The tangled mix of custody and asylum issues in the Polovchak case found its way into no less than six lawsuits filed since 1980.

But it is more a tribute to procedural delays than to actual legal findings that Walter Polovchak is now well on the way toward becoming an American citizen.

The Ukrainian youth, a Chicago high school senior, turned 18 a few days ago. He has already formally filed his application for US citizenship. That act symbolically sealed the choice he made at 12 when he ran away from his parents rather than return with them to the Soviet Union, after a seven-month stay in this city.

His public birthday celebration -- launched last week in California with an appearance on Paramount Television's ``America'' show -- continues this week with a party on Oct. 8 in Washington, D.C., hosted by the Freedom Federation and Liberty Institute.

Walter and his lawyer, Julian Kulas, have long maintained that one does not have to be a certain age to appreciate the importance of freedom and that Walter would be likely to face persecution if he returned home.

Mr. Kulas held that the right of asylum should take precedence over the custody issue. Both the Reagan administration and, for a time, both federal and state courts seemed to agree with him. Walter was made a ward of the state temporarily, and within a year was granted both asylum and permanent residency status.

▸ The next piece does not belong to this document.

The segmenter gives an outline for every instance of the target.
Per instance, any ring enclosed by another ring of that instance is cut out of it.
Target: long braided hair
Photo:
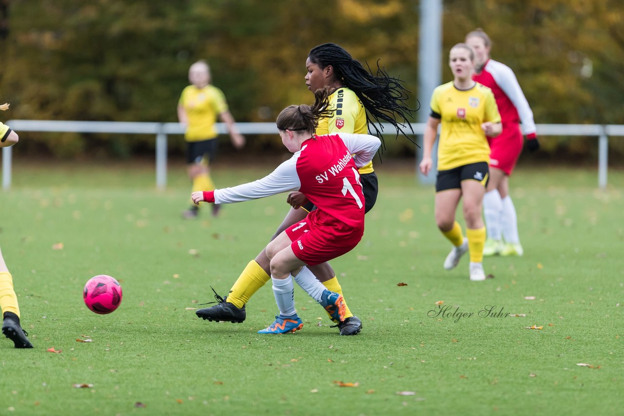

But Illinois courts soon reversed their custody ruling, saying the parents should not have been deprived of that right. The INS then promptly issued a departure-control order. This order was issued to prevent anyone from taking Walter out of the country against his own will.

The ACLU challenged both the INS order and the asylum ruling on procedural grounds.

Federal court decisions since then have largely agreed that the parents were unfairly denied a due-process right to be notified of and participate in hearings before such orders are issued. The most recent federal appeals-court ruling last month, for instance, said the parents had been treated ``cavalierly'' by the INS.

Mr. Grossman contends that the ACLU was never trying to force Walter's return to the Soviet Union. Neither was it suggesting that a child could not apply for asylum over the objections of his parents.

``All we're saying is that when asylum is used as a basis for interfering with custody . . . the parents must have a right to participate in the proceedings.''

``Our State and Immigration Departments will very easily and willingly grant asylum to Soviet children. They will have no problem doing that. There's a necessity for parental involvement so third parties can't manipulate a child through this kind of process. What we've been trying to do is take government out of the family . . . and straighten out the law,'' Grossman says.